The city has agreed to pay $1 million to a toxicologist who claimed she was fired by the Medical Examiner’s Office for speaking out against its use of a controversial DNA test.
Marina Stajic was a 29-year veteran of the office when she was fired in 2015.
Stajic, also a member of a state commission on forensic science, alleged in an age-discrimination suit filed in Manhattan federal court that she was given the boot for casting a vote on the commission for the OCME to release reports on the validity of the procedure. The test deals with tiny amounts of mixed DNA from crime scenes.
E-mails obtained from the OCME showed that officials there were less than pleased about her vote.
“She sucks,” said Mimi Mairs, then-OCME special counsel, in an e-mail sent hours after Stajic’s commission vote.

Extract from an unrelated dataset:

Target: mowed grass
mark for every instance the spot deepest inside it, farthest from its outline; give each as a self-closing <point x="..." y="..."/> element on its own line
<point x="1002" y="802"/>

The effort to compel the OCME to release its studies on the testing method was led by Barry Scheck, who co-founded the Innocence Project, a non-profit dedicated to exonerating the wrongly convicted, and who also served on the Forensic Science Commission.
“No government employee should lose a job for standing up for honesty and sound science, but this was particularly hurtful for me because I had devoted nearly my entire career to serving the people of New York City and New York State,” Stajic said in a news release.
Nick Paolucci, a spokesman for the city’s Law Department, said the OCME’s decision to fire Stajic was “justified and appropriate.”
“However, based upon our legal assessment of the case, we determined that a settlement was in the best interest of the city.”